Snowpiercer: The Complete First Season arrives on Blu-Ray with a gorgeous AVC encoded 1080p transfer in its original 1:78:1. This is a step up from the broadcast and streaming versions of the show, as the disc provides a more consistent and stable image. The color palette tends to be more cold and steely to match the dystopian setting, but certain locations in the upper-class cars display some magical instances of beautiful colors popping off the screen. The levels of detail this presentation is able to eek out is quite striking, as all of the subtle details in the production design are easily identifiable. Black levels are appropriately deep and give way to a nice amount of detail in shadows. The bright whites do not fall victim to any blooming in this presentation. Skin tones appear very natural across the entire cast. There are no egregious instances of aliasing or compression artifacts detectable here. The Blu-Ray is quite stunning as it showcases the cinematic feel of the season to great effect. 

Audio Quality

This Blu-Ray comes with a pleasingly active DTS-HD 5.1 Master Audio track that creates a fully fleshed-out world within this train. One of the standout aspects of this show is the amazing score from Bear McCreary. His work perfectly sets the tone for the story, and it creates a nicely enveloping soundscape that draws you further into the show. Dialogue always comes through crisp and clear without being stepped on by the score or any sound effects. More kinetic moments are given the appropriate power in the mix with a forceful showing in the low end. Ambient sounds are also precisely placed in the rear channels. The track handles panning effects around the room really well so that everything sounds natural to the world. The audio presentation here is fantastic on all levels.

Special Features

  • Overview: A three-minute promotional piece that functions like a trailer interspersed with interviews from the cast and crew discussing the world and themes of the series. 
  • Class Warfare: A three-minute featurette which takes a closer look at the class system aboard Snowpiercer and how that plays out throughout the series. Nothing too in-depth, but there are some decent insights from the participants. 
  • Jennifer & Daveed Behind-the-Scenes Interview: A two-minute interview with the stars of the show in which they briefly discuss their characters and their place within the show. 
  • The Train: A six-minute featurette that takes you through some of the various locations on the train from the engine room to the tail. This is one of the more interesting supplements in the package. 
  • Behind the Curtain – Art of the Frozen World: A four-minute look at the sets, physical effects, visual effects, the costumes and more elements that comprise this world. 


Final Thoughts

The idea of a Snowpiercer television show seemed like a poor decision when it was first announced, but the series has proven to be something of surprise with how much it has come to entertain.

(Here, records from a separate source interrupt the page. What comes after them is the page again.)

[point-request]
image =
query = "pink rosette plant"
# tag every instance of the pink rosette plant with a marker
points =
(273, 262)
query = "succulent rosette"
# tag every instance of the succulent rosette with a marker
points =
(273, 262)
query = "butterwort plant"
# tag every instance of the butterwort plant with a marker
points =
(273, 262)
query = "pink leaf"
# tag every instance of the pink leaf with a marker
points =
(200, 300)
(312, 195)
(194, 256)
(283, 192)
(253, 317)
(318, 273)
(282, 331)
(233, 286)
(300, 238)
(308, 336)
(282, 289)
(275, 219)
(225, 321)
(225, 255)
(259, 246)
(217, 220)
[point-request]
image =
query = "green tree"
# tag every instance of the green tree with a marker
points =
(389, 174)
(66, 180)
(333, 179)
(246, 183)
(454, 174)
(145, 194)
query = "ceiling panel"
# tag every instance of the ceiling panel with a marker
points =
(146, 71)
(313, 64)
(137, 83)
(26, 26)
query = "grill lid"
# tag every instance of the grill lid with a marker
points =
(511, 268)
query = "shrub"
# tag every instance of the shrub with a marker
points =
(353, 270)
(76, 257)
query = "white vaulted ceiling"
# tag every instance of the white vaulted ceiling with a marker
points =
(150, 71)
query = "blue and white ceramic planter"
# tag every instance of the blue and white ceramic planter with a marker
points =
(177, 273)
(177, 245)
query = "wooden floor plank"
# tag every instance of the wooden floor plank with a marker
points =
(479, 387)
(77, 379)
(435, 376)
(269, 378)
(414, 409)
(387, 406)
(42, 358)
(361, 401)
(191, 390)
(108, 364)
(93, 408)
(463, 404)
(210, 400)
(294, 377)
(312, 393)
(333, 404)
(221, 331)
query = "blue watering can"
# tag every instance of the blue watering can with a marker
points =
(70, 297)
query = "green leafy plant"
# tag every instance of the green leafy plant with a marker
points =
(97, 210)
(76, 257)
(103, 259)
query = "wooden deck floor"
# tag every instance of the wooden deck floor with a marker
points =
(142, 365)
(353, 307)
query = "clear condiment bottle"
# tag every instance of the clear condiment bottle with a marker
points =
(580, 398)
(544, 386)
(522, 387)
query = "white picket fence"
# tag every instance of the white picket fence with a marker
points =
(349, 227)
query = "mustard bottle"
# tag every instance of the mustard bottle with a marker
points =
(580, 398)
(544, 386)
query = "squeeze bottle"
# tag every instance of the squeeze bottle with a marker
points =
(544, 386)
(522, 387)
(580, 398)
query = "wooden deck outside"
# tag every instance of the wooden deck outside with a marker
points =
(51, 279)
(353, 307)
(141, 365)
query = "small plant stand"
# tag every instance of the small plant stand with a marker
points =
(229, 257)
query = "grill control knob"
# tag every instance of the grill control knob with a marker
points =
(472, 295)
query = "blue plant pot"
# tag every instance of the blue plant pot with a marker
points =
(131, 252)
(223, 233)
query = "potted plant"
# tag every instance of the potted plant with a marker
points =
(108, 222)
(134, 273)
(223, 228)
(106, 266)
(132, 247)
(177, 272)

The first half of the season starts a bit rocky, but the series really starts to pick up in the latter half as it finds its identity. With a strong cast, inventive production design and stylish direction, the series brings a lot to the table to appreciate. Warner Bros. Home Entertainment has brought the first season to Blu-Ray with a top-notch A/V presentation and a few bite-sized special features. If you are willing to view the series as its own beast separate from the film, you should find it to be a pretty compelling narrative. Recommended 

Snowpiercer: The Complete First Season is currently available to purchase on Blu-Ray and DVD. 

Note: Images presented in this review are not reflective of the image quality of the Blu-Ray.

Disclaimer: Warner Bros. Home Entertainment has supplied a copy of this disc free of charge for review purposes. All opinions in this review are the honest reactions of the author.